On July 29, 2013 the FDA’s Nonprescription Drugs Advisory Committee (NDAC) recommended that Sanofi-Aventis’ Nasacort AQ be approved for over-the-counter sale. If the FDA endorses the NDAC decision, as it usually does, it will represent something of a regulatory milestone due to the fact that Nasacort’s active ingredient, triamcinolone acetonide, is a corticosteroid and the agency has been very reluctant to allow consumers direct access to products in this class.

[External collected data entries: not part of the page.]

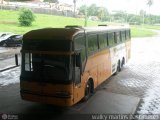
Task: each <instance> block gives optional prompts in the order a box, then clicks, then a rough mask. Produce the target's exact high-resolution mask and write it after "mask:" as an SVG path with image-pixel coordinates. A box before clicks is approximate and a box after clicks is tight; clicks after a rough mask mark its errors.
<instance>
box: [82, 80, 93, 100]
mask: <svg viewBox="0 0 160 120" xmlns="http://www.w3.org/2000/svg"><path fill="white" fill-rule="evenodd" d="M93 93H94V86H93V80H88V82H87V84H86V87H85V96H84V98H83V101H87V100H88V99H89V98H90V97H91V96H92V95H93Z"/></svg>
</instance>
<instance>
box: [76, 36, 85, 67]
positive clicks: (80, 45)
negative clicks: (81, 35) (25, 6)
mask: <svg viewBox="0 0 160 120" xmlns="http://www.w3.org/2000/svg"><path fill="white" fill-rule="evenodd" d="M74 47H75V51H79V50H80V52H81V61H82V64H83V62H84V60H85V58H86V49H85V48H86V47H85V38H84V36H77V37H76V38H75V39H74Z"/></svg>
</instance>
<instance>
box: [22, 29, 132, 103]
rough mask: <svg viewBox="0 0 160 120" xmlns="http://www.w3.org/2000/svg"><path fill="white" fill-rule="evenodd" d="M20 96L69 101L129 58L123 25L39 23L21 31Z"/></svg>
mask: <svg viewBox="0 0 160 120" xmlns="http://www.w3.org/2000/svg"><path fill="white" fill-rule="evenodd" d="M21 55H22V60H21V61H22V64H21V75H20V95H21V98H22V99H23V100H28V101H33V102H39V103H45V104H53V105H56V106H72V105H74V104H76V103H78V102H79V101H81V100H88V99H89V98H90V96H91V95H93V93H94V90H95V88H96V87H97V86H99V85H100V84H101V83H102V82H104V81H105V80H107V79H108V78H109V77H110V76H112V75H113V74H116V73H117V72H119V71H121V68H122V67H123V65H125V63H127V61H128V60H129V59H130V57H131V35H130V28H129V27H128V26H97V27H80V26H66V27H64V28H43V29H37V30H32V31H29V32H28V33H26V34H24V36H23V45H22V49H21Z"/></svg>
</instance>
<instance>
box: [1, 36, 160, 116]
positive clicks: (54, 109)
mask: <svg viewBox="0 0 160 120" xmlns="http://www.w3.org/2000/svg"><path fill="white" fill-rule="evenodd" d="M159 45H160V37H151V38H136V39H133V40H132V59H131V60H130V62H129V63H128V64H127V65H126V66H125V67H124V69H123V70H122V71H121V72H120V73H119V74H118V75H116V76H112V77H111V78H109V79H108V80H107V81H106V82H104V83H103V84H102V85H101V86H100V87H99V88H98V90H97V91H101V90H103V91H107V92H110V93H117V94H122V95H127V96H135V97H139V98H141V102H140V105H139V107H138V109H137V113H138V114H159V113H160V94H159V91H160V49H159ZM19 73H20V69H19V68H16V69H13V70H10V71H6V72H3V73H0V100H1V101H0V103H1V104H0V112H7V113H24V114H26V113H29V114H31V113H32V112H33V111H34V113H51V112H53V111H54V112H55V113H61V112H63V110H62V109H59V108H56V107H51V106H47V105H40V104H37V103H31V102H26V101H22V100H21V99H20V97H19V84H18V83H19ZM8 81H9V82H8ZM15 96H16V97H15ZM12 97H13V99H12ZM126 102H127V101H126ZM78 106H81V104H79V105H78ZM71 110H72V113H73V112H75V113H78V111H76V110H74V108H73V109H71ZM48 117H50V116H48Z"/></svg>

To date, the only steroid to undergo an Rx-to-OTC switch in the U.S. is low strength topical hydrocortisone which was reclassified in 1956. In 2005, an agency advisory committee evaluated the possibility of allowing OTC sale of additional topical steroids and rejected the option due primarily to concerns over suppression of the hypothalamic-pituitary-adrenal (HPA) axis and growth suppression. A majority of panelists voted that they would recommend against OTC status unless trials showed zero observed events per 1,000 patients. Of note, HPA suppression is much higher in topical steroids than when the drug is administered nasally, as would be the case for Nasacort: 30-80% of topical patients show some degree of HPA suppression whereas the connection is largely hypothetical with inhaled steroid use.
Despite suggestions that inhaled steroids may have a lower side-effect burden, other recent Rx-to-OTC switch efforts have failed before the final regulatory stage: in 1997, GlaxoWellcome (as the company was then known) voluntarily withdrew a request for review of Beconase (beclomethasone) after two longitudinal studies which showed a previously unseen growth suppression effect. (The same studies led to labeling about growth suppression for all orally and nasally inhaled corticosteroids.) GSK also considered an Rx-to-OTC switch for Flonase as early as 2003 but halted development after concluding that the FDA would reject an application.